Cloud computing has been advancing in recent years as a powerful and flexible business computing platform for companies of all sizes, and it is increasingly becoming a platform for the database as well. Companies are seeking to leverage the flexibility of the cloud for their database using resources such as the Top 10 Cloud Hosting report. Databases can experience dramatic load expansions and contractions in very short time periods, making the cloud a logical resource. What’s important to consider from the buyer’s perspective is whether the database has been optimized for a cloud infrastructure or merely an on-premise database sitting in the cloud.
So what is the difference between a database that sits in the cloud versus a cloud database? It is simple: If your database can’t scale horizontally, in a dynamic fashion, you have a database that is sitting in the cloud, not a cloud database. The ability to add additional compute resources (including servers) as the demand on the database increases and to subsequently release those resources when the demand diminishes is what makes a database a cloud database.
So what does this mean for relational databases? Relational databases are the most commonly used data store for Web and IT applications. In fact, all relevant data indicates their usage is on the rise. The decades of R&D that have gone into relational database technology have centered on the ability to scale vertically and not scale horizontally. Many argue that relational databases are not a match for the cloud because they are built on a model where the entire database resides on a single host.
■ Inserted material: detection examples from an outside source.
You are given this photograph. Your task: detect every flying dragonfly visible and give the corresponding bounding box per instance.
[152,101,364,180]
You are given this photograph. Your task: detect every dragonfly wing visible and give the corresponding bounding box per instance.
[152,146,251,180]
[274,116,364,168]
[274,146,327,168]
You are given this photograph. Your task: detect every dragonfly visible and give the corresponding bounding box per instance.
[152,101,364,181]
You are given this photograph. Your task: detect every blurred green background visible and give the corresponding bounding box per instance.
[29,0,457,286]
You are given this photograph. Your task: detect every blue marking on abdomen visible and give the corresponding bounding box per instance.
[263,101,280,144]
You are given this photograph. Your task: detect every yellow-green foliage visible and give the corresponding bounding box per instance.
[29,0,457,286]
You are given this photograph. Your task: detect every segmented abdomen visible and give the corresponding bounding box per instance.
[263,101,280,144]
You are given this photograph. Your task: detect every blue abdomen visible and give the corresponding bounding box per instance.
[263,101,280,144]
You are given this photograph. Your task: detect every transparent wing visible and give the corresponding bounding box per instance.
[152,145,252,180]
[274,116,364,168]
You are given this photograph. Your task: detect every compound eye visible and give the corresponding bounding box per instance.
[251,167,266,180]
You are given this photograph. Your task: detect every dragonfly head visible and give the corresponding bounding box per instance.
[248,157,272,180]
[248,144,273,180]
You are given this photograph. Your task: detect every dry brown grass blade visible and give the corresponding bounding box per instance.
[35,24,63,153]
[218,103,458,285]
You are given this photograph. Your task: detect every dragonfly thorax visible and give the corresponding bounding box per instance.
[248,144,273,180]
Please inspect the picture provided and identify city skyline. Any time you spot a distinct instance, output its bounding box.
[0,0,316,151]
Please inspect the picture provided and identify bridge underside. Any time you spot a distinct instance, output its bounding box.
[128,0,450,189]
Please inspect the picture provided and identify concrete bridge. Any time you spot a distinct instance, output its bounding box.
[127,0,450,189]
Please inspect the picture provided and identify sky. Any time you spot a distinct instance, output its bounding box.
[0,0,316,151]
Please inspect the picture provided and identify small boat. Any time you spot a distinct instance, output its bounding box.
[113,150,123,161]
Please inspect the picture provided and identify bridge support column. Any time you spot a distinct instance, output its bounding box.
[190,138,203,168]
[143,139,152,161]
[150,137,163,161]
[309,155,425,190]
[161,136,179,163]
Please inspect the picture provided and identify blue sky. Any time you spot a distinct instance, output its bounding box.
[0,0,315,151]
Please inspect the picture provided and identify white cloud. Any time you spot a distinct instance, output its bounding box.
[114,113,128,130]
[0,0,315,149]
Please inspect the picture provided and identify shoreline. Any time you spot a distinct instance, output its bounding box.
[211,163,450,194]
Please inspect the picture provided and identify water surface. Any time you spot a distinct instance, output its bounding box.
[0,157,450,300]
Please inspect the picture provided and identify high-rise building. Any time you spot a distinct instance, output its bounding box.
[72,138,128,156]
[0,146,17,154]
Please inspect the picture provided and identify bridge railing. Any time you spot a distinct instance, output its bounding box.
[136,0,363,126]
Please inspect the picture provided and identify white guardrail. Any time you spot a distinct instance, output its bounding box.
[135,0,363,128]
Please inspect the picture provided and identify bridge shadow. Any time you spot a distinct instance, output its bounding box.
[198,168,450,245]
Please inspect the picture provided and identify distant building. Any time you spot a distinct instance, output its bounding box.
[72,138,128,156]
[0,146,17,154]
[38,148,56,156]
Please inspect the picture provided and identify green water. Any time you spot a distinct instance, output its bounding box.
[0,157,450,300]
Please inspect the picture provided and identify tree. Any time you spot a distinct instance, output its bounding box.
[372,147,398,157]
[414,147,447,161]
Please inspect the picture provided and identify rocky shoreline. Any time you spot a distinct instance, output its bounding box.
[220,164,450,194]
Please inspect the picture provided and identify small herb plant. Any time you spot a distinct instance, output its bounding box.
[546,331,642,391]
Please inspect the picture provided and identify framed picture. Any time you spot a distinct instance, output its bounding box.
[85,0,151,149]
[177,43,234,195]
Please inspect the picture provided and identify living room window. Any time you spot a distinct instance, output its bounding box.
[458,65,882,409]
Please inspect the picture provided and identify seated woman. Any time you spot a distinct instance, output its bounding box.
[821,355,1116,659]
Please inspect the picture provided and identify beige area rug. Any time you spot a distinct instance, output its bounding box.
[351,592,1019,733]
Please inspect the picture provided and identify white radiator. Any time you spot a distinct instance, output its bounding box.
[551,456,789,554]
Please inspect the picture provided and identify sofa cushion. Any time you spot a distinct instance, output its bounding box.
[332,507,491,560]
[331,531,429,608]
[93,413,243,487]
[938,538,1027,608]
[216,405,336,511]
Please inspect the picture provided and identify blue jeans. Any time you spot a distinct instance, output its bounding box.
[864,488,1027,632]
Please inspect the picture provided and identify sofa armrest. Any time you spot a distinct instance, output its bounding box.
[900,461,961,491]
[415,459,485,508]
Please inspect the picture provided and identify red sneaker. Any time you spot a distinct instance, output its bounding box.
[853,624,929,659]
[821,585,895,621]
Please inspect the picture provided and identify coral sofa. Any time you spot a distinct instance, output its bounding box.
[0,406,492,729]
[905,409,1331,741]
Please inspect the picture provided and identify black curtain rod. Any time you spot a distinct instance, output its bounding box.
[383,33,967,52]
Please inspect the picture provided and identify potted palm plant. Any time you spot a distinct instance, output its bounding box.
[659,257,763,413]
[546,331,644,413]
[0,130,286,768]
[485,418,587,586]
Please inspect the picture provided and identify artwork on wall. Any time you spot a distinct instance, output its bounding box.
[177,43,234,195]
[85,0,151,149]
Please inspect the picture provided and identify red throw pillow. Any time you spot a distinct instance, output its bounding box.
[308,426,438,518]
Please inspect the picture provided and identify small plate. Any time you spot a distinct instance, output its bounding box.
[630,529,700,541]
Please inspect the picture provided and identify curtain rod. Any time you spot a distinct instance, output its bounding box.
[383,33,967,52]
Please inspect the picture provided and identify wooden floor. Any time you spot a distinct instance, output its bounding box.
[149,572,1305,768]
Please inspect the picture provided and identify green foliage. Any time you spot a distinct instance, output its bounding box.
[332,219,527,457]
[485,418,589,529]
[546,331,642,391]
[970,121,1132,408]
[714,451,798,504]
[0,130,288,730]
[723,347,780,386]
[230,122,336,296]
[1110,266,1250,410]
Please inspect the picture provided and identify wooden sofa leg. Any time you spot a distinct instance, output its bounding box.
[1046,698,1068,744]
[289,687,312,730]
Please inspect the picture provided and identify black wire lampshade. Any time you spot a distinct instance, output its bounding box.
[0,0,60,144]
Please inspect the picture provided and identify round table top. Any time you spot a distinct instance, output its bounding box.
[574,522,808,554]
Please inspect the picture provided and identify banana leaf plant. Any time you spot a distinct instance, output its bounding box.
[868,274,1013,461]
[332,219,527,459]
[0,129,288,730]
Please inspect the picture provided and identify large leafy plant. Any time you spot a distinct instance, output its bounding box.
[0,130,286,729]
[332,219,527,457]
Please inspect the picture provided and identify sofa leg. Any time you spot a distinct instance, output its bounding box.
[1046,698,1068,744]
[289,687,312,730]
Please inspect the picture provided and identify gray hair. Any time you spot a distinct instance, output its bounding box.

This would suggest that as more enterprises pursue cloud computing, the use of relational databases would shrink. That’s not been the case.
We are now seeing a new class of databases that are part of a database revolution around cloud computing. Specific examples include NoSQL solutions such as MongoDB and Hadoop. These databases are built from the ground up to scale horizontally. They are a complete departure from the relational model. There is certainly room for NoSQL solutions where data ingestion and storage volumes are extremely large. However, in addition to this database revolution that is NoSQL, there is a database evolution also taking place. Traditional relational database are adding features that enable them to scale horizontally in dynamic fashion. As is often the case in the technology industry, I believe that the evolutionary approach will be more prevalent than the revolutionary approach. More specifically, we are going to see far more evolved relational databases deployed in the cloud than NoSQL solutions.
Let’s look at the top benefits you should be realizing from a relational database that is truly optimized for a cloud infrastructure:
With a cloud database optimized to take advantage automatically of the additional resources when needed, companies can ride out dramatic fluctuations in processing demand without a drop in quality of service or an emergency for the database administrator. Further, companies don’t have to maintain expensive hardware full-time just to accommodate periodic spikes in traffic.
Cloud database pricing runs the gamut: from free versions to pay-as-go to monthly subscriptions. IT budgets these days are tight and need to take costs into account. The traditional database licensing model, which most large database vendors use, prohibits users from fully taking advantage of running a database in the cloud.
A large upfront licensing fee coupled with a hefty annual maintenance fee and periodic audits does not fit well with the cloud paradigm. Cloud computing brings the promise of a pay as you go and pay for what you use model. Many database licensing models do not allow for this. Hence, their business terms makes them cloud unfriendly.
The cloud is supposed to make things easier, and help more individuals in the enterprise take control of their applications. Tasks like starting up a new database cluster and configuring it for load balancing used to be the domain of the database administrator (DBA).
Cloud databases can feature tools that make setting up and managing the databases easier for a wider range of individuals within an organization. As a result, organizations do not need to spend as much time fine-tuning their database and can focus on other matters.
For most database vendors, the cloud has only meant a new delivery channel for the standard on-premise version of their products. That poses significant challenges and risks for end users trying to take advantage of cloud computing – many are unable to benefit from the real utility of the cloud because of limitations of the underlying database. But when built and optimized for a cloud deployment, a cloud database provides on-demand scalability and elasticity. In addition, a cloud database will limit users cost to what they actually use.
Postgres Plus Cloud Database for example, an enterprise-class database can be used to handle large workloads, has been optimized to take advantage what the cloud promises. It provides on-demand horizontal scaling, easy provisioning and is optimized take advantage of each unique cloud environment it is deployed in. An example of such an optimization is using Amazon’s snapshotting technology for lighting fast backups when deployed in the Amazon Web Services environment. When considering a cloud database, look for a solution that delivers the benefits of the cloud, not just a database in the cloud.